The Seeker could literally carry out the injunctions of the Lord: He could love and embrace humanity in the truest sense of the terms; he could become others that wept and bled. He achieved even something more difficult; he even shared

A happiness not mine

And yet the Lord found the love too narrow that embraced only humanity leaving out

Flowers, and birds and trees and stars
As if they were not all
Sparks from a single fire
A golden flow of rays
From a single Sun!

The Sun was none other than the Lord Himself. The prayer given by a great Seer was.

In all things may I see the Divine

The Seeker saw Him only in men and women

He himself saw that too narrow was his heart. But as he told his Master, Guru, that he tried his best. If being human he erred he could try again, begin his journey all over again. Little did the Seeker know that all his sincere efforts had cumulatively helped him to arrive at his goal. The limited outer consciousness was not aware that he had actually reached his destination.

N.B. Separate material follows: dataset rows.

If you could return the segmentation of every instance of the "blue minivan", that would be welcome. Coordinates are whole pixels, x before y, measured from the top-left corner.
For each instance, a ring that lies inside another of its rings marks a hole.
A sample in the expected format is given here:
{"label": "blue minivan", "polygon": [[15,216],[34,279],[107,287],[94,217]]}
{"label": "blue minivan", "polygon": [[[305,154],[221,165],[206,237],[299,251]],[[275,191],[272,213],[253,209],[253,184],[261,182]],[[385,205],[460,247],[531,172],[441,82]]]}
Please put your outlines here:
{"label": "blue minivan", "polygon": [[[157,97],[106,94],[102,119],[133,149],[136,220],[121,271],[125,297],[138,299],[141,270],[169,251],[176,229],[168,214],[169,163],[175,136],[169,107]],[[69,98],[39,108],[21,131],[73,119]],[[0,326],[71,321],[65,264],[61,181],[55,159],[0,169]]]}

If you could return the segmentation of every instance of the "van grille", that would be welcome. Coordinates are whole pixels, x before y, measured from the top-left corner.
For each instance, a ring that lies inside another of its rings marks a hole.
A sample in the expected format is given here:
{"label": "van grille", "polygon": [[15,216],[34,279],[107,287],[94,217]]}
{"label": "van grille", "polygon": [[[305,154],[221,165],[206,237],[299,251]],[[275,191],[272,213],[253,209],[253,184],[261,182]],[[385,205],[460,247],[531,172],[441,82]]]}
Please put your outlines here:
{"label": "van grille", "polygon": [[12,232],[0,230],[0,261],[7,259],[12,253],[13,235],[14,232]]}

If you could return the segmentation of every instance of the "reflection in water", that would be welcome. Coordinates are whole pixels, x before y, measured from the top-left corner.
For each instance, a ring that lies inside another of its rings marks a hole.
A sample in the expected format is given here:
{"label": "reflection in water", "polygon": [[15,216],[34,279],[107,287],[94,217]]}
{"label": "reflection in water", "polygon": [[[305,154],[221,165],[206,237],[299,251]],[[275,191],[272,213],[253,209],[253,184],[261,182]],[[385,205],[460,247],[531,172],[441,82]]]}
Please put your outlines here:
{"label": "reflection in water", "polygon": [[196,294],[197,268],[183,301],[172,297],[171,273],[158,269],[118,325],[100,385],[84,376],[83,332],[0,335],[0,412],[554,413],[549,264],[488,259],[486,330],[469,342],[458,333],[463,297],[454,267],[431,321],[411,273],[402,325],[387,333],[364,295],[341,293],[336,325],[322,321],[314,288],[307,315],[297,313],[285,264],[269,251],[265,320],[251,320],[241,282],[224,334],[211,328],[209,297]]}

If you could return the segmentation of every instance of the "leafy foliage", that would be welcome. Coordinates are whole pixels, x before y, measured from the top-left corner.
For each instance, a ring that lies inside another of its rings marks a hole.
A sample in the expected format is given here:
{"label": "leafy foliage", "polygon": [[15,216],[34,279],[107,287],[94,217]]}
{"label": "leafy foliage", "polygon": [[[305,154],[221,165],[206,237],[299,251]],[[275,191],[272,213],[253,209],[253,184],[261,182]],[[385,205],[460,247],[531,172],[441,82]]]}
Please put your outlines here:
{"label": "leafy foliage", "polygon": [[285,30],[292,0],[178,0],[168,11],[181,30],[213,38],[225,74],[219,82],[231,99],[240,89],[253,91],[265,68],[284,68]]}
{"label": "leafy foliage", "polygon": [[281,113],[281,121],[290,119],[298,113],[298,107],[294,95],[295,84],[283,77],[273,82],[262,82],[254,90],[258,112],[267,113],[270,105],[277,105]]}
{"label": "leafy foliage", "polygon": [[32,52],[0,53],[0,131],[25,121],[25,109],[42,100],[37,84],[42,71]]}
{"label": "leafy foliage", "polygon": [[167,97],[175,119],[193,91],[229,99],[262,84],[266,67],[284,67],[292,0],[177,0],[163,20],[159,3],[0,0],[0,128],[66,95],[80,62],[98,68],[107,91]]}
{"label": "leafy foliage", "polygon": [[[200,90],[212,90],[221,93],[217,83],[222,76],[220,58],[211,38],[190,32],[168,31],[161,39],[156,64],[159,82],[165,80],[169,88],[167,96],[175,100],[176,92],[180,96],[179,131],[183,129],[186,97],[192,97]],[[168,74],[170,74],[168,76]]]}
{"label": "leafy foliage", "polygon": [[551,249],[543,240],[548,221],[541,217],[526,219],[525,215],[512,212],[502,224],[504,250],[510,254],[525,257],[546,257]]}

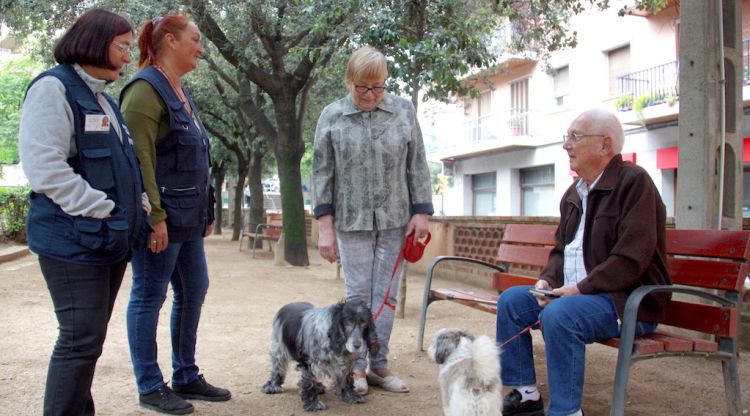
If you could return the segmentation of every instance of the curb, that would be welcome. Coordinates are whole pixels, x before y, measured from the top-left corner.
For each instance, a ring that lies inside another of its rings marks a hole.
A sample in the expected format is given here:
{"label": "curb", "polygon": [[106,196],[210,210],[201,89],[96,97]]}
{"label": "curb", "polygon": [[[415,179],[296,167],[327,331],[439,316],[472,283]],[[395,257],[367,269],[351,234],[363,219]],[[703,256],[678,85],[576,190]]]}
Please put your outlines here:
{"label": "curb", "polygon": [[26,246],[10,247],[0,250],[0,263],[15,260],[29,254],[29,248]]}

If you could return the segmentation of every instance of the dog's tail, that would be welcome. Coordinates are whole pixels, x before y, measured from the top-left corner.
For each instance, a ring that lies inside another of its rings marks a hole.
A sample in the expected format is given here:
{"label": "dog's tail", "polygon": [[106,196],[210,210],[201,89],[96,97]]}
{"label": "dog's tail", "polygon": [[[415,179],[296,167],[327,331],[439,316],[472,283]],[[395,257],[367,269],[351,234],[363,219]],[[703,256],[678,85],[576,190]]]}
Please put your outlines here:
{"label": "dog's tail", "polygon": [[482,384],[493,384],[500,375],[500,354],[495,345],[487,335],[480,335],[471,344],[472,366],[474,374]]}

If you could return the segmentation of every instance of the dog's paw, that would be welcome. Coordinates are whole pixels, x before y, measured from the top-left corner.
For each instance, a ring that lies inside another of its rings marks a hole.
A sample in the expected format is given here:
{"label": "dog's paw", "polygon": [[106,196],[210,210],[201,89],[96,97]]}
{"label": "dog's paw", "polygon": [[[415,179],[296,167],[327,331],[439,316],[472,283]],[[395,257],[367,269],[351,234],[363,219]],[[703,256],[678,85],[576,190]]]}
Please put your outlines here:
{"label": "dog's paw", "polygon": [[266,394],[279,394],[284,392],[284,388],[269,381],[260,388],[260,391]]}
{"label": "dog's paw", "polygon": [[341,400],[349,404],[364,403],[366,401],[365,396],[351,390],[345,391],[344,394],[341,395]]}
{"label": "dog's paw", "polygon": [[305,409],[306,412],[319,412],[321,410],[328,409],[326,404],[321,402],[320,400],[315,400],[314,402],[302,403],[302,408]]}

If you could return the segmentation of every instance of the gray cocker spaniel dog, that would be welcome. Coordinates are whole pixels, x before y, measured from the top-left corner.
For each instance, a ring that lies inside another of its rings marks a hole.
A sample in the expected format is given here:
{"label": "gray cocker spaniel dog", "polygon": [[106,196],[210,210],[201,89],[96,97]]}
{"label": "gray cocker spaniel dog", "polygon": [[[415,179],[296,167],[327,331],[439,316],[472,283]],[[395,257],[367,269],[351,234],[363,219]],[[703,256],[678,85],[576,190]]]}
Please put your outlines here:
{"label": "gray cocker spaniel dog", "polygon": [[325,410],[318,400],[325,393],[319,378],[333,379],[336,395],[346,403],[364,403],[354,392],[352,370],[360,353],[378,348],[375,324],[362,301],[342,301],[315,308],[307,302],[290,303],[276,314],[271,332],[271,376],[261,391],[277,394],[290,360],[302,373],[299,394],[306,411]]}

The vision of the spiritual quest which stopped not till the goal was reached is brought before us in the form of a lively Monologue. We fell the presence of the Lord all the time before us, counseling, guiding, admonishing the Seeker who himself is untiring, persevering prepared to continue the quest even after his arrival because of his being outwardly unconscious of his triumph.

Dr. Vassillis Vitsaxis, belonging to the great Greek tradition reveals an exceptional power of blending another great tradition with his own. His technical mastery of word and rhythm, form and structure, matches with his sublime vision. If in the English rendering itself he has created a masterpiece, one could easily see what he could have done in his native tongue that Sophocles and Socrates spoke, though in a different form. In all his successful life as a diplomat, he was formerly the Greek Ambassador to India, it appears, he was seeking the one aim to achieve which the whole creation is unconsciously moving. He shows himself to be the Sage of the Gita who is ever awake to the Light Divine within when the whole world is sleeping.